Wettelijke Grondslag Rekenkamer van Suriname (kamer)
De wettelijke grondslag van de Kamer is vastgelegd in de Grondwet van 1987 (SB 1987 no. 116 artikel 149 tot en met 152 en SB 1992 no. 38), de Wet Rekenkamer van Suriname van 1953 (GB 1953 no. 26), de Comptabiliteitswet van 1952 (GB 1952 no. 111) en het Comptabiliteitsbesluit (GB 1953 no. 1001), de wijzigingen meegerekend. De Rekenkamerwet omschrijft de taken van de Kamer. Artikel 1 formuleert de taken als volgt: “het toezicht op de besteding der geldmiddelen overeenkomstig de begroting, alsmede de goedkeuring der rekening van ontvangsten en uitgaven, voorts de controle op het geldelijk beheer van de overheid geschiedt door een Rekenkamer”. Het fundament voor het functioneren van de Kamer is richtinggevend voor haar ontwikkeling en dynamiek. Als onafhankelijk onderzoeksinstituut met een missie om bij te dragen aan de integriteit, kwaliteit en legitimiteit van het overheidsbestuur, wordt de identiteit van de Kamer voornamelijk bepaald door haar bestaansrecht vastgelegd in de Grondwet en de Wet Rekenkamer van Suriname.

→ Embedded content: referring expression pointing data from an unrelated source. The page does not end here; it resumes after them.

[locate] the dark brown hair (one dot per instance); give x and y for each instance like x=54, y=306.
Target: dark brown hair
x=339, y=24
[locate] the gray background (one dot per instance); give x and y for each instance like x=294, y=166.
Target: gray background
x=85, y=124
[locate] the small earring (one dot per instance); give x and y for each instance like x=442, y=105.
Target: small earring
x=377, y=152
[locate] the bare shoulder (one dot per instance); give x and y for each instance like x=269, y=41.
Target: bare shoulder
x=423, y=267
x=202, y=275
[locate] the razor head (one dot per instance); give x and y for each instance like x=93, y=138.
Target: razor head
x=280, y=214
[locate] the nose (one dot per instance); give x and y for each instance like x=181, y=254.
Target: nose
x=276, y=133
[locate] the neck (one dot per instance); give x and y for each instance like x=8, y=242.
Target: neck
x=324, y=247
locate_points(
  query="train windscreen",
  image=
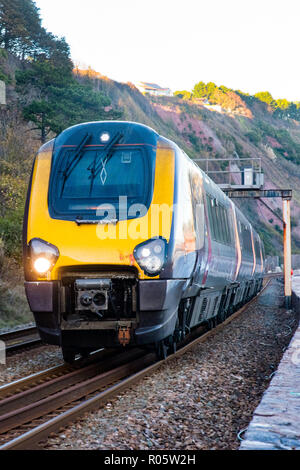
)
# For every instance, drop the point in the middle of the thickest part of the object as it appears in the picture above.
(81, 184)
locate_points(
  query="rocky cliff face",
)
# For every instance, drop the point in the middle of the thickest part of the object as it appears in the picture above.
(246, 131)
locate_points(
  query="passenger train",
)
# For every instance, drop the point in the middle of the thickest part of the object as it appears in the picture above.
(127, 241)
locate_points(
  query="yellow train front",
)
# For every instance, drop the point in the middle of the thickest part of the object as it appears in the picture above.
(126, 241)
(97, 224)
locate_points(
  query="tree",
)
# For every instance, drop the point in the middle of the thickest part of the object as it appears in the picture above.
(266, 97)
(65, 106)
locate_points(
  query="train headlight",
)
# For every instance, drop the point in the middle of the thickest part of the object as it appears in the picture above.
(43, 255)
(151, 255)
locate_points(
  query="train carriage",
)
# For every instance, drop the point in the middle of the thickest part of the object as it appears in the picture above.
(126, 241)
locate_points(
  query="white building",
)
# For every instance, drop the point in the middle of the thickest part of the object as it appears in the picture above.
(153, 89)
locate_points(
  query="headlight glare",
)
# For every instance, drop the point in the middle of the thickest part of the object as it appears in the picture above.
(43, 256)
(42, 265)
(151, 255)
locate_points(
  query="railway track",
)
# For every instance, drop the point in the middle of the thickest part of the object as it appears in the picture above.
(33, 408)
(17, 340)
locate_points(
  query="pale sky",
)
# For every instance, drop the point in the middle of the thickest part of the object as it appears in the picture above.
(251, 45)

Als constitutioneel orgaan en een Hoog College van Staat heeft de Kamer een onafhankelijke positie ten opzichte van de regering en DNA, en bepaalt op eigen gezag wat zij onderzoekt, op welke wijze zij dat doet en wat daarvan openbaar wordt gemaakt. De onafhankelijkheid van de Kamer is vastgelegd in de Rekenkamerwet van 1953 (GB 1953 no. 26).